Github user paul-rogers commented on a diff in the pull request:
https://github.com/apache/drill/pull/938#discussion_r137939361
--- Diff:
exec/java-exec/src/main/java/org/apache/drill/exec/physical/impl/aggregate/HashAggTemplate.java
---
@@ -1335,7 +1470,7 @@ private void updateStats(HashTable[] htables) {
}
if ( rowsReturnedEarly > 0 ) {
stats.setLongStat(Metric.SPILL_MB, // update stats - est. total MB
returned early
- (int) Math.round( rowsReturnedEarly * estRowWidth / 1024.0D /
1024.0));
+ (int) Math.round( rowsReturnedEarly * estOutputRowWidth /
1024.0D / 1024.0));
--- End diff --
This file is a template. This means, we copy *all* this code each time we
generate a new class. How is doing so helping stability, customer value or
performance? Should all this code be in a template that is copied on every
query? Or, should it be refactored into a driver class, with only a very light
wrapper appearing in the copied template?

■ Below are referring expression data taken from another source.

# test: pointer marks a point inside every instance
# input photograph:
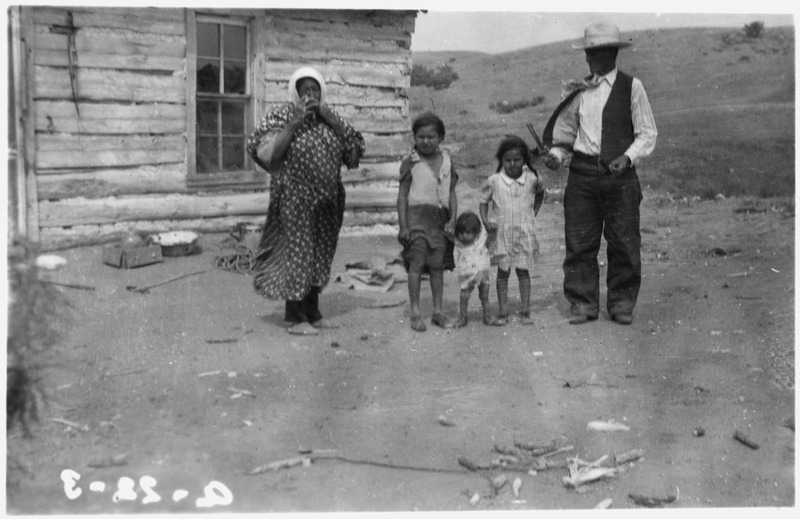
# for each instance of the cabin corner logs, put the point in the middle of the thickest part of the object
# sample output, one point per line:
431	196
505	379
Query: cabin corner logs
107	104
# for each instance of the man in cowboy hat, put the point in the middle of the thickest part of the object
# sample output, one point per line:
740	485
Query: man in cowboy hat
603	126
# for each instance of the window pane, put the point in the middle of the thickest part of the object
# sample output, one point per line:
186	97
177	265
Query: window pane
233	153
207	118
235	42
208	76
235	73
233	119
207	155
208	40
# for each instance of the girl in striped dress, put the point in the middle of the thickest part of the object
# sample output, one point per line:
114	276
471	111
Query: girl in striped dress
509	201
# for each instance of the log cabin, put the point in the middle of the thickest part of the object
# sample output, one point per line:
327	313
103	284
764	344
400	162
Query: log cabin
135	119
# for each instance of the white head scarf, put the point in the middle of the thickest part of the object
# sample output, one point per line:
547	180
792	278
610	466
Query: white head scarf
301	73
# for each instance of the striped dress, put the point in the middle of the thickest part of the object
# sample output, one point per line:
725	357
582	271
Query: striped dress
510	204
306	206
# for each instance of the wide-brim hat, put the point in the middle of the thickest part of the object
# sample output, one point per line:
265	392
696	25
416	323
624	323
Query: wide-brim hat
601	35
304	72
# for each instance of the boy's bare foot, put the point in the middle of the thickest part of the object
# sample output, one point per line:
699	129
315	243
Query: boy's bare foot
494	321
442	321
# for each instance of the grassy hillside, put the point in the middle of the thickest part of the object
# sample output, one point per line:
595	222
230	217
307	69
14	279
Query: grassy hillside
724	106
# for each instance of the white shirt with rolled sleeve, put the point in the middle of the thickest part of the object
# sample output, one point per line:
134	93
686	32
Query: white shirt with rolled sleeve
581	121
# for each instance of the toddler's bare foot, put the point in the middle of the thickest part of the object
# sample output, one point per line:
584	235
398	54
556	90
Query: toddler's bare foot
442	321
494	321
417	324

As this code get ever more complex, it puts a strain on the Java code that
must walk though this code and do method fixup, scalar replacements, etc. That
work takes time. What value accrues to the user from doing this fixup on code
that never changes from one query to the next?
Filed [DRILL-5779](https://issues.apache.org/jira/browse/DRILL-5779) for
this issue.
---